The Customer Owned Banking Code Compliance Committee (COBCCC) wishes to draw the attention of the customer owned banking industry to the updated complaints handling guidance which, importantly, includes enforceable obligations.
Key Promise 6 and Part D Sections 27, 28 and 29 of the Customer Owned Banking Code of practice (the Code) outlines subscribers’ current complaint handling obligations. The Code currently allows for standard complaints to be resolved within 45 days.
The biggest changes arising from RG 271 for the customer owned banking industry relate to
- IDR timeframes, with standard complaints needing to be resolved within 30 calendar days of the complaint being made and,
- for credit-related complaints involving hardship, no later than 21 days.
- acknowledgment of complaints, which will be required within 24 hours (or one business day) of receiving the complaint, or, if that is not possible as soon as practicable;
- recording and reporting of complaints; and
- enhanced requirements in relation to identification and rectification of systemic issues.
The new obligations and timeframes under RG 271 override the current Code obligations. The new Code will require, as a minimum, compliance with RG 271.
RG 271 notes that
- timeliness is essential for effective complaint management.
- firms should aim to resolve most complaints quickly and at the first point of contact.
ASIC expects that:
- Firms to take a “proactive approach” to identifying implicit as well as explicit complaints, and notes that “a consumer or small business is not required to expressly state the word ‘complaint’ or ‘dispute’, or put their complaint in writing, to trigger a financial firm’s obligation to deal with a matter”. Code subscribers should not categorise an expression of dissatisfaction that meets the definition of ‘complaint’ as ‘feedback’, an ‘inquiry’, a ‘comment’ or similar (and thus not to be dealt with by IDR process).
- Regardless of a firm’s structure, it is a complainant’s expression of dissatisfaction that triggers the obligation to deal with the matter, not the referral of a complaint to a specialist complaints or IDR team.
- Complainants should not be disadvantaged by the use of multi-tier IDR processes by financial firms.
- For the financial dispute resolution system to be fully effective, financial firms need to establish appropriate links between their IDR process and AFCA.
- Financial firms must have robust systems in place to ensure that possible systemic issues are investigated, followed up and reported on.
- Its standards are adapted to suit the nature, scale and complexity of any business; that Boards, chief executives and senior management are actively interested in and support effective complaint management; that a firm’s culture recognises that everyone has a right to complain, is open to receiving complaints and demonstrates a commitment to resolving complaints through action; and encourages complaints.

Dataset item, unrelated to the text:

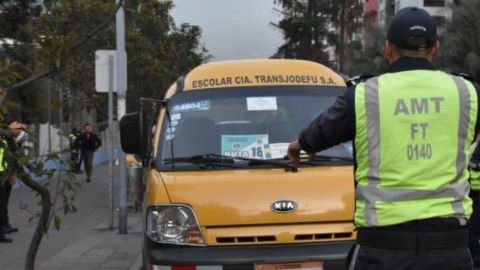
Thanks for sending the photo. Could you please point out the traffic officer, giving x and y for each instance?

RG 271 is a welcome development in striving for better complaint handling practice. Effective IDR helps to builds trust between Code subscribers and customers as well as throughout the wider community. Processes that support and improve this requirement should be built into the systems and cultures of every Code subscriber.
The COBCCC believes resolving complaints and disputes in a fair and timely way, and documenting IDR processes in order to identify problem areas and continuously improve them, is not just a matter of fulfilling the enforceable obligations set out in RG 271 and the Code, but good industry practice and an important part of putting consumers at the center of customer owned banking institutions.